At any time you have the right:
- to access and obtain a copy of personal data,
Upon your request, we will provide information on whether we process your personal data. We are also obliged, upon separate request, to provide you with more detailed information on: the purposes of the processing, the categories of personal data, the recipients of the data or their categories, the storage period of the personal data or the criteria for determining it, the source of the data acquisition, about the automated processing of the personal data and the consequences of such processing for you. In case of transfer of personal data to a third country, we will also inform you about the safeguards applied for the transfer.
Upon your request, we will make a copy of your personal data. This will be made available to you in a friendly file format. The first copy will be provided free of charge. However, we may charge a fee for each subsequent copy, which we will determine based on the provisions of the GDPR.
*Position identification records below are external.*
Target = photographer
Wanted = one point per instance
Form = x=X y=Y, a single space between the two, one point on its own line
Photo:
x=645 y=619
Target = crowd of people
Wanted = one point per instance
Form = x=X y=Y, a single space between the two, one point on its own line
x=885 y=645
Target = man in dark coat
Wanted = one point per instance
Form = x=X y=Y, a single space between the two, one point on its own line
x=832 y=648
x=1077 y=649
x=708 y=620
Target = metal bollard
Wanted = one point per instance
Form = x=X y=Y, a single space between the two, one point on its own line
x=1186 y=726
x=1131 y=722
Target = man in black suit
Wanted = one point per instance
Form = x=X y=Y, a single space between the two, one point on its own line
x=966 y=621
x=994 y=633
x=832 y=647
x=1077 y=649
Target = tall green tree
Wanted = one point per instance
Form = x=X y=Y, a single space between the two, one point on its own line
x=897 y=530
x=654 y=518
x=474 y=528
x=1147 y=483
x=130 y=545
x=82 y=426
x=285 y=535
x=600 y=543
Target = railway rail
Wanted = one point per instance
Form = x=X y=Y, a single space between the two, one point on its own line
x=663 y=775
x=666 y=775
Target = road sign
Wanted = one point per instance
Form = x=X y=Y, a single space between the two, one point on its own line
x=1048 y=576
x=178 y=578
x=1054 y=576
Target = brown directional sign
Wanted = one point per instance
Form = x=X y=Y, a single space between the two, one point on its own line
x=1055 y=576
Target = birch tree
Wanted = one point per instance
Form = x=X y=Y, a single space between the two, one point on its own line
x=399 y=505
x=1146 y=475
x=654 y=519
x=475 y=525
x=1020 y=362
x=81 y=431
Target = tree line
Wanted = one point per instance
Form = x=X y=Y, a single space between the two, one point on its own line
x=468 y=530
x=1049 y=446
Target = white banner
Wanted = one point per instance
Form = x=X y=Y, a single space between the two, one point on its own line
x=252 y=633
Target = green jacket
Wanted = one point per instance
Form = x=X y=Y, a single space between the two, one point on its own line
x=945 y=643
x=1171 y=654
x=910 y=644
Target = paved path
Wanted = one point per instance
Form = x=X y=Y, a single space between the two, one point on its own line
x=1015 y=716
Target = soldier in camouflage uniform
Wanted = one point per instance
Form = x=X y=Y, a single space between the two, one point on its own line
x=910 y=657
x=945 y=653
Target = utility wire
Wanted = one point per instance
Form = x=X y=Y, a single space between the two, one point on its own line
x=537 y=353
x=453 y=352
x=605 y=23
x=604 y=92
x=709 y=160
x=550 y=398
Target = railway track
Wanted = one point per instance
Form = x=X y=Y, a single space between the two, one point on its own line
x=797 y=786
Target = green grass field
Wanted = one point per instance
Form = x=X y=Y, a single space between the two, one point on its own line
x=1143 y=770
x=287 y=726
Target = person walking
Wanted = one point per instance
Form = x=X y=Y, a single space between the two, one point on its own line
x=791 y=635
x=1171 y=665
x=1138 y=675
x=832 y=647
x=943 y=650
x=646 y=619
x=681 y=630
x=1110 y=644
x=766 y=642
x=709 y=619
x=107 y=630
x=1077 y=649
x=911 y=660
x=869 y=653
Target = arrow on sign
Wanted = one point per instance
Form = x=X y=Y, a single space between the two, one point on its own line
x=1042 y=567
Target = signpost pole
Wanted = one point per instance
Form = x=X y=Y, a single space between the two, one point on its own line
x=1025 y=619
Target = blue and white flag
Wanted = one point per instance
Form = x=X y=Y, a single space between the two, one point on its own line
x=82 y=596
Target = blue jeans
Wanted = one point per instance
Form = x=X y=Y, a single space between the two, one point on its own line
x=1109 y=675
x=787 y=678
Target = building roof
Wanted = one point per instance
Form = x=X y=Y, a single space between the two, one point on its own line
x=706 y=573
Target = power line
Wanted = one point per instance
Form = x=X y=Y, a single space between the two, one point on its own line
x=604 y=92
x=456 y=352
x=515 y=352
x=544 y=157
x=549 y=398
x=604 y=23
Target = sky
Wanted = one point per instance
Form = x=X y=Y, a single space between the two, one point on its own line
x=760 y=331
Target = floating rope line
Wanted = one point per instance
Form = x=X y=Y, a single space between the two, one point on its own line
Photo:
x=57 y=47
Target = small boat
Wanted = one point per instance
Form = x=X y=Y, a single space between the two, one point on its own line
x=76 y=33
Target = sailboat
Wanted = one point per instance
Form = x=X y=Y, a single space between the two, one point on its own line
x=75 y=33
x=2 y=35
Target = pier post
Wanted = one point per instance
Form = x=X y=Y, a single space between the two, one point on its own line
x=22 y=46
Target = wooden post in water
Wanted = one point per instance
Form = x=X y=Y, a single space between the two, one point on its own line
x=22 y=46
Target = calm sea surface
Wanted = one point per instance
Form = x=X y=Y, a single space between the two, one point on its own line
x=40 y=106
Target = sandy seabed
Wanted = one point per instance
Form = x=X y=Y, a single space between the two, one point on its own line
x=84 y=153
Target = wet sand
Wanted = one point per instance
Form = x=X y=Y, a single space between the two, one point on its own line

- to correct, update and amend data,
If we discover that your personal data is incorrect, we will delete the inaccuracies. We will do this on our own initiative – or, if you bring it to our attention, at your request. the right to erasure,
- to erasure,
If you do not wish your personal data to be processed and we determine that there is no other legal basis that allows us to process your data – we will delete it from our databases. Please note, however, that the deletion of certain data may prevent us from providing services to you – this applies to those services in connection with which it is necessary to process the personal data you have provided. For example, we will not be able to answer your questions if you request the deletion of your e-mail address. However, despite such a request, we will still be able to process certain personal data under the terms of the GDPR.
- to restrict data processing,
In the cases provided for by the GDPR, we will restrict the processing of your personal data at your request. A restriction on the processing of your personal data prevents you from using it beyond storage. In this case, any other actions on the data subject to the processing restriction will only be carried out with your consent.
- to transfer parts of the data to other organisations,
Under the terms of the GDPR, you can request the transfer of your personal data stored in a standard machine-readable file format. If your aim is to transfer them to another administrator, we will send the file containing your personal data directly to him.
- to not being subject to profiling and automated decisions,
No automated decisions will be taken against you (without human involvement) and your personal data will not be subject to profiling.
- to object certain types of processing of personal data,
In some cases, even if we process your personal data lawfully, without your consent, you can request us to stop processing your personal data by lodging an objection. This will be justified if you demonstrate that our lawful activities nevertheless harm your interests, rights or freedoms.
- as well as, if we have asked for your consent, to withdraw this consent at any time.
Once you have given your consent to the processing of information, it is not granted forever. If (for any reason) you reconsider, you may withdraw your consent to the processing of your personal data.
In such a situation, unless we have a separate basis for processing, we will stop using your personal data for the purpose for which consent was given. Withdrawal of consent may sometimes result in failure to provide you with interesting content or information. You can withdraw your consent at any time, for example via a link in the marketing material you receive.
When you visit our website, we may collect standard log-in information and details of behaviour patterns on the website. This allows us, for example, to determine the number of visitors to certain parts (tabs) of the site. The information is collected in a way that does not identify specific individuals. We do not take any steps to learn personal information about our users. We never use the data collected to link it to personal information from other sources. The information collected is used to compile reports and to make changes to improve the site.